Department of Informatics
Date 31 January 2014
Time 3:00 PM - 5:00 PM
Location 6011 Donald Bren Hall
Contact Adriana Avina [Email this contact]

Padhraic Smyth

Professor, Department of Computer Science 

Director, Center for Machine Learning and Intelligent Systems

University of California, Irvine



Title: Statistical Machine Learning with Count Data 


 Abstract: Data represented in the form of sets of counts is easy to acquire and can be surprisingly useful in practice. For example, a simple way to represent a set of documents is as a "bag of words" where each document is represented just by the counts of words that occur in the document, a representation that has been the basis for many successful applications of machine learning to text data. In this talk we will review some important developments over the past 10 years in modeling data represented in the form of counts, combining ideas from statistics and machine learning. The talk will describe the general principles involved and then illustrate how these ideas can be applied to text documents, email communications, and social networks, including recent work in my research group. The talk will conclude with some speculative comments on future directions.


Bio: Padhraic Smyth is a Professor in the Department of Computer Science (with a joint appointment in Statistics) and Director of the Center for Machine Learning and Intelligent Systems at the University of California, Irvine. His research interests include machine learning, data mining, pattern recognition, and applied statistics. He received a first class honors degree in Electronic Engineering from University College Galway (National University of Ireland) in 1984, and the MSEE and PhD degrees from the Electrical Engineering Department at the California Institute of Technology in 1985 and 1988 respectively. From 1988 to 1996 he was a Technical Group Leader at the Jet Propulsion Laboratory, Pasadena, and has been on the faculty at UC Irvine since 1996. Dr.
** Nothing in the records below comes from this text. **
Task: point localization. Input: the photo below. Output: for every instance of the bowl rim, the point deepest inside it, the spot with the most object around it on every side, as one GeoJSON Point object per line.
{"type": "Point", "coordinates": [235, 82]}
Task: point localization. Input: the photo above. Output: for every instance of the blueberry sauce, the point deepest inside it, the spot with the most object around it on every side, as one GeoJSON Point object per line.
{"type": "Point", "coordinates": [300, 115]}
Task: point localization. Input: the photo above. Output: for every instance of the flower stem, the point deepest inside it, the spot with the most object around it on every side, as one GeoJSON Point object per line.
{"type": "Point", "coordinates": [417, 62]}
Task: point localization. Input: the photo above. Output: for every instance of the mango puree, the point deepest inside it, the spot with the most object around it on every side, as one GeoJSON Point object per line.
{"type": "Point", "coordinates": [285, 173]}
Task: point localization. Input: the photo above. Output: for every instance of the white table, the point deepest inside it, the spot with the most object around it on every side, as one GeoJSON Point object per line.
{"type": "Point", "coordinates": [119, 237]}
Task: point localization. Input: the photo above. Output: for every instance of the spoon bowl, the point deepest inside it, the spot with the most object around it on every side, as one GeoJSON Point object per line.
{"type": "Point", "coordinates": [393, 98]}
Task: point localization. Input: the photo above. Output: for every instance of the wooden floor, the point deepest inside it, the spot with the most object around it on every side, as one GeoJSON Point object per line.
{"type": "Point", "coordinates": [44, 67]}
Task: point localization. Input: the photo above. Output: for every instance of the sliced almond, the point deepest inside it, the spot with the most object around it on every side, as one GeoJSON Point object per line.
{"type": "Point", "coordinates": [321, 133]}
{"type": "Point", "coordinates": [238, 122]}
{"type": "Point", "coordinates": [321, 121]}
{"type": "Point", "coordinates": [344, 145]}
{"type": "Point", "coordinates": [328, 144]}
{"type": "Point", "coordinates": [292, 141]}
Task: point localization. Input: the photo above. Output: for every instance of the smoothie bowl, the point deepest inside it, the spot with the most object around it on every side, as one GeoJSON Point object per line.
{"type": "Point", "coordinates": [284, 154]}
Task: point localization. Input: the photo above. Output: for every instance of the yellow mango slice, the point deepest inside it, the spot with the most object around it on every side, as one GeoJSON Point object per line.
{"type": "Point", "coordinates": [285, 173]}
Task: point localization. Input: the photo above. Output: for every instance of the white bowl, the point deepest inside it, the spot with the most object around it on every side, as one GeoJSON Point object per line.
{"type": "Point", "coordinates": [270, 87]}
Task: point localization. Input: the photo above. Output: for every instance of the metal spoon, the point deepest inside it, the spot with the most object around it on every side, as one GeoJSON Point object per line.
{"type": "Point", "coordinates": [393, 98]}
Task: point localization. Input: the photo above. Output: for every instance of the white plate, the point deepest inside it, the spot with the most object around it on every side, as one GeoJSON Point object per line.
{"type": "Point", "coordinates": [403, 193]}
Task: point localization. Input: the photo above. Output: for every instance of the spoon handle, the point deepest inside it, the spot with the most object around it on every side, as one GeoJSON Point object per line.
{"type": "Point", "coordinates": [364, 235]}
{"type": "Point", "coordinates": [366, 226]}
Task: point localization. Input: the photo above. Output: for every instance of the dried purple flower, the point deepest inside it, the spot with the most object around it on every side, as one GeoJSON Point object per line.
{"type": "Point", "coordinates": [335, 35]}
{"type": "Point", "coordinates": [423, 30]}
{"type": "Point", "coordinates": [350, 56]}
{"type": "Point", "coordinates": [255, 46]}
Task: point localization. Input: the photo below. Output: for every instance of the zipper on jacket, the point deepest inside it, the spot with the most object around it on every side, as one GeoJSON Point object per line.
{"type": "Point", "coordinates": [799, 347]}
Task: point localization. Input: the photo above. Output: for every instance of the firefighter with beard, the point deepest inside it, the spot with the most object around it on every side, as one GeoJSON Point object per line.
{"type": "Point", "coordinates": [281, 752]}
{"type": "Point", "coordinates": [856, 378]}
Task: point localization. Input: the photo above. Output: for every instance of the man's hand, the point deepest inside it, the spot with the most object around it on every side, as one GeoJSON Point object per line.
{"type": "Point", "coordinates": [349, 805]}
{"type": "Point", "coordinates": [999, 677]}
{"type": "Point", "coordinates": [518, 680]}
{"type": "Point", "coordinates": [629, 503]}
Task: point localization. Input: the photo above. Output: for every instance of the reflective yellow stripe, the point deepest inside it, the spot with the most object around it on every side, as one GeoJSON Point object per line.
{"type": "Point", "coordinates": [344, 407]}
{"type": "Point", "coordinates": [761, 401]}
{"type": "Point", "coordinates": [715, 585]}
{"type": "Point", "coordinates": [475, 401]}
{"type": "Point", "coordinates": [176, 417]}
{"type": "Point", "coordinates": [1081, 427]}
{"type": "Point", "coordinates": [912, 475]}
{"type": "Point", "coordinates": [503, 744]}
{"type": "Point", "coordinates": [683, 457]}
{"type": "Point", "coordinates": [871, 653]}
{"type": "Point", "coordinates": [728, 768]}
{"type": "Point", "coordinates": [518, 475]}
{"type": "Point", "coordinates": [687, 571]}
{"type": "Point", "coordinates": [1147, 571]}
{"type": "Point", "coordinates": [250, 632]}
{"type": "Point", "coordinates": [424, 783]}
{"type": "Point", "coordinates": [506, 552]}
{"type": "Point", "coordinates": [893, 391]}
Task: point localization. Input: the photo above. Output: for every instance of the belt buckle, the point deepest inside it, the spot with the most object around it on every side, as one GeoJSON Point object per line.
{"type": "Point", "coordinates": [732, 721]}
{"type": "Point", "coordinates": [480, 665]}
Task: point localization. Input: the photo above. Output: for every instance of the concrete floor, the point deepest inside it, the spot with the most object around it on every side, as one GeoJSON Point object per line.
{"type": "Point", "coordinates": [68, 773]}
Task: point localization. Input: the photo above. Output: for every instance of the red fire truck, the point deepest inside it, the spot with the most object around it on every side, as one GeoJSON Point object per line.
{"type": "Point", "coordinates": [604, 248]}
Smyth is an ACM Fellow, a AAAI Fellow, and recieved the ACM SIGKDD Innovation Award in 2009. He is co-author of two well-known research texts in data mining: Modeling the Internet and the Web: Probabilistic Methods and Algorithms (with Pierre Baldi and Paolo Frasconi in 2003), and Principles of Data Mining, MIT Press, August 2001, co-authored with David Hand and Heikki Mannila. He has served in editorial positions for journals such as the Journal of the American Statistical Association, the IEEE Transactions on Knowledge and Data Engineering, and the Journal of Machine Learning Research. His research has been funded by a variety of government agencies such as NSF, NIH, ONR, DARPA and DOE, as well by companies such as Google, IBM, Microsoft, and Yahoo! In addition to his academic research he is also active in consulting, working with companies such as Samsung, Netflix, eBay, Oracle, Microsoft, Yahoo!, Nokia, and AT&T.